En segundo lugar, vemos que, a continuación, Jesús desgrana esta plenitud de la ley que ha anticipado, en distintos puntos cruciales de la ley judía. Vistos con esta lógica del amor y la abundancia, la antigua ley halla nueva luz. No es suficiente con “no matar”, como se dijo a los antiguos, sino que ya es una falta al amor el que se deja llevar de la cólera contra su hermano, el que lo llama “imbécil” o “necio”. Ya no se trata solo de “no cometer adulterio”. Incluso Jesús, con esas exageraciones tan propias hebreas, dirá: “Si tu ojo derecho te induce a pecar, sácatelo y tíralo; si tu mano derecha te induce a pecar, córtatela y tirala”. Te está diciendo: “Vive el amor completamente, saca de tu vida todo aquello que te desvíe del amor”. Y continuará: “Se dijo que el que repudie a su mujer, que le dé acta de repudio”. Pero Jesús lo tildará de adulterio, porque esta lógica del amor te exige que ames a la mujer con locura. Incluso añadirá otro tema, el del juramento. Ya no se trata de jurar en falso o de no cumplir los juramentos, sino de que tu palabra sea siempre veraz, que el amor y la autenticidad lo inunde en ti todo. Por tanto, no se trata de cumplir mandamientos, sino de vivirlos hasta el extremo en el amor. No es la ley, sino el espíritu de la ley, que es el amor.
¿Amas a fondo perdido a tu hermano, a tu pareja, a tus hijos, a los que te rodean o te mantienes siempre en los mínimos?

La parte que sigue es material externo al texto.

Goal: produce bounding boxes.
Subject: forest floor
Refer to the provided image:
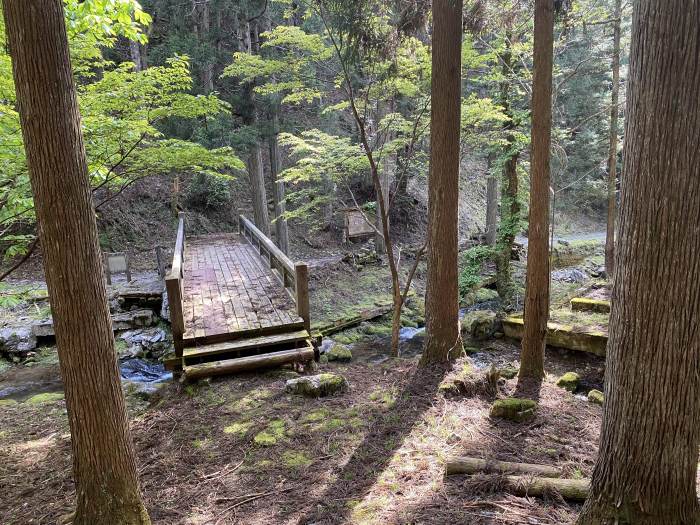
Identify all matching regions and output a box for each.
[0,220,605,525]
[0,337,602,525]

En tercer lugar, y aunque podríamos detenernos en cualquiera de los puntos de este evangelio tan sugerente, hay uno que merece especial atención. Dice Jesús: “Si cuando vas a presentar tu ofrenda sobre el altar, te acuerdas allí mismo de que tu hermano tiene quejas contra ti, deja allí tu ofrenda ante el altar y vete primero a reconciliarte con tu hermano”. Es un texto precioso e increíblemente exigente. Dios no quiere un culto vacío, ofrendas externas. La ofrenda verdadera es que vivas reconciliado con tu hermano, que vivas amando y perdonando. Entonces ahí sí tendrá sentido ofrecer al Señor, no ya algo externo, sino la vida entera. Lo dice de una manera bellísima el Salmo 50: “Los sacrificios no te satisfacen. Si te ofreciera un holocausto, no lo querrías. El sacrificio agradable a Dios es un espíritu quebrantado. Un corazón quebrantado y humillado, tú oh Dios no lo desprecias”. Ofrecer algo al Señor (tradúcelo, ir a la oración o a ir misa) cuando tu corazón está lleno de rencor o de ira, ¿no es una contradicción, una hipocresía, un gran pecado?
Pregúntate: ¿con quién tienes que reconciliarte o qué rencores tienes que quitar en ti para poder ofrecer a Dios un corazón humilde y lleno de amor?
CONCLUSIÓN
Pues que este evangelio te lleve a vivir una fe cristiana más radical, lejos de todo cumplimiento, y camines envuelto en un amor que siempre te pedirá más: más radicalidad, más entrega, más generosidad.
ORACIÓN
Señor Jesús, muchas veces sigo enredado en el cumplimiento y me conformo con el mínimo. Haz que viva el amor hasta las últimas consecuencias y que destierre de mí toda clase de rencor y de odio. Que viva reconciliado contigo, con mis hermanos, incluso conmigo mismo. Enséñame, Señor, a amar como tú.